A motley and foul mouthed crew, but no babysitting required. |
You’re never without at least one ally fighting alongside,
usually Ishi. Their constant chatter adds flavor and humor and they’re quick to
point out the way forward if your progress stalls. Bulletstorm avoids some of the cardinal sins of game design in that
your companions can’t be killed, never get lost, and are useful in combat but
not enough to upstage you. I point these things out because companion AI can be
done wrong so many ways it deserves a mention whenever a developer makes it
painless.
As goofy and juvenile
as a lot of Bulletstorm is it manages
the occasional clever moment. One escape sequence cuts you off repeatedly, toying
with the player’s expectation that the game won’t leave them to die. One of the
last encounters in the game pits you against an opponent equipped with the same
energy whip and gravity boots as you, forcing you to experience first-hand what
you’ve already done to scores of enemies.
Final Echoes
For all its many strengths Bulletstorm is still as linear and highly scripted as the Call of
Duty and Halo series that it mocks in its commercials. (http://www.youtube.com/watch?v=TfLDz6Y31rc)
There’s very little in the way of exploration, and most of the few puzzles
actually solve themselves via explosion if you don’t figure them out fast
enough. You just don’t get the Skillpoint reward. That’s fine, because a linear and cinematic
thrill ride is clearly what the designers set out to create and succeeded
brilliantly in doing.
Walking's fer sissies. Real men power-slide to get around. |
Aside from the more than satisfactory single player campaign
Bulletstorm features “Anarchy Mode”
as its sole multiplayer option. Anarchy Mode takes the now ubiquitous
Gears-of-War style Horde mode and adds the welcome twist of team based
Skillshots. Leashing, kicking, and blasting mooks back and forth between
players is the best way to keep the points rolling in and secure a high score. There’s
no deathmatch style gameplay to be found, which is unsurprising because trying
to balance elements like the whip and slide-boot for PvP gameplay would have
been tricky and distracting at best.
Finally “Echo” mode lets you enjoy Bulletstorm in its purest form, replaying five minute sections of
the best of the single-player campaign without any story or dialog to get in
the way of the carnage.
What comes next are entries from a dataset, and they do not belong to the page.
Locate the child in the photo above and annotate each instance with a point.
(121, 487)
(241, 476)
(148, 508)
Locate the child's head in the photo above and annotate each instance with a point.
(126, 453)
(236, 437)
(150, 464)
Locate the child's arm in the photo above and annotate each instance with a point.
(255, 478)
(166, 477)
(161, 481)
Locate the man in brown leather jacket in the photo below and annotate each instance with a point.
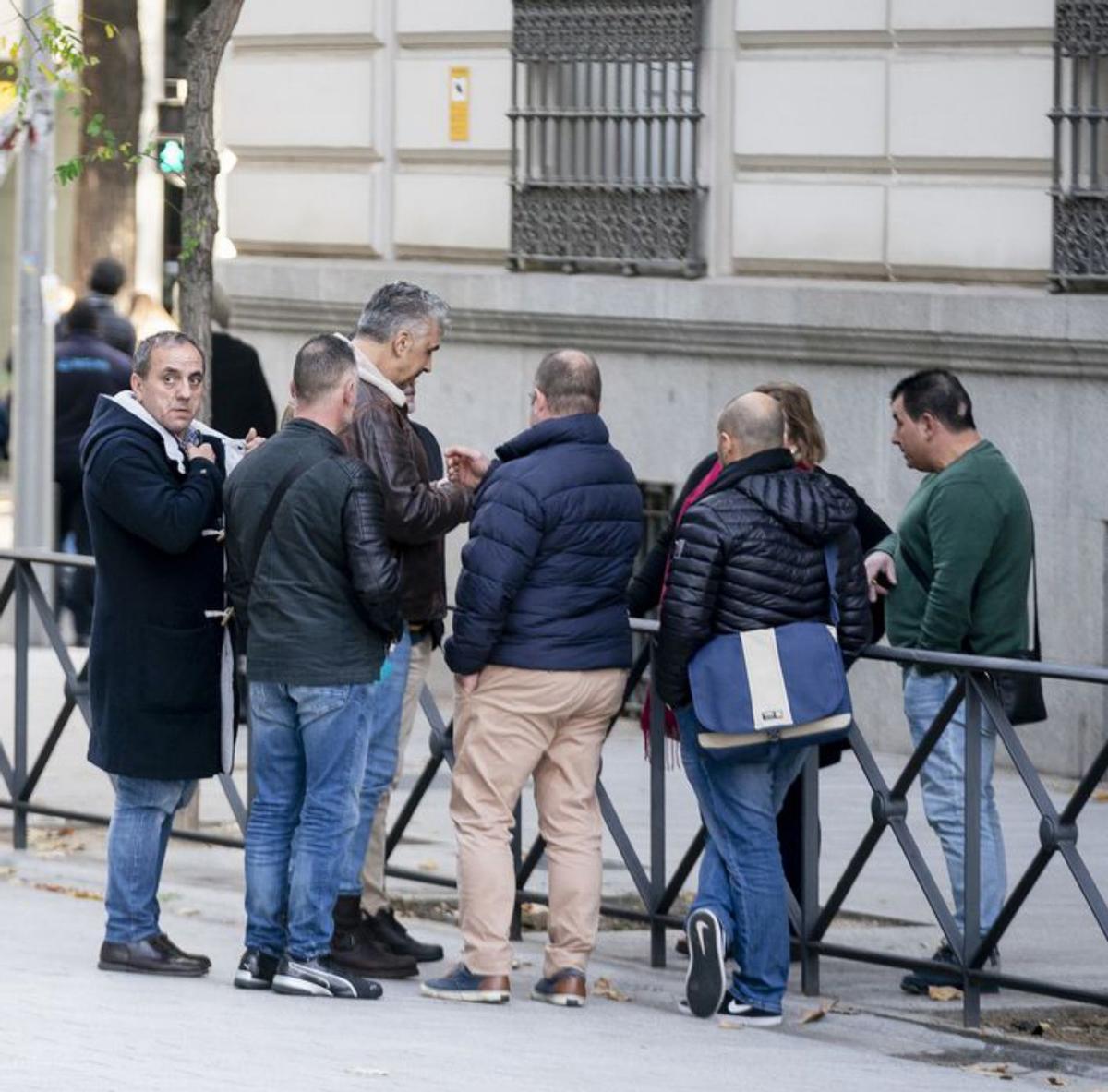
(398, 333)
You can chase online leader-board scores if that’s your
idea of a good time, but for the most part it’s just a great way to get a quick
adrenalin booster shot of action.
It’s impossible not to recommend Bulletstorm to anyone who even remotely enjoys action and shooter
games. It’s a welcome break from trudging through dreary realistic settings,
shooting people from other countries with the same handful of real world
weapons.
Reasons to Play: Unrelenting onslaught of awesome set pieces.
Creative weapons and over the top combat mechanics. Rewarding Skillshot system.
Everything on fire, exploding, or both.
Reasons to Pass: Highly linear and scripted. Lack of a
traditional multiplayer shooter mode. Some may find the constant swearing
excessively and goofy. You possess a strong aversion to fun.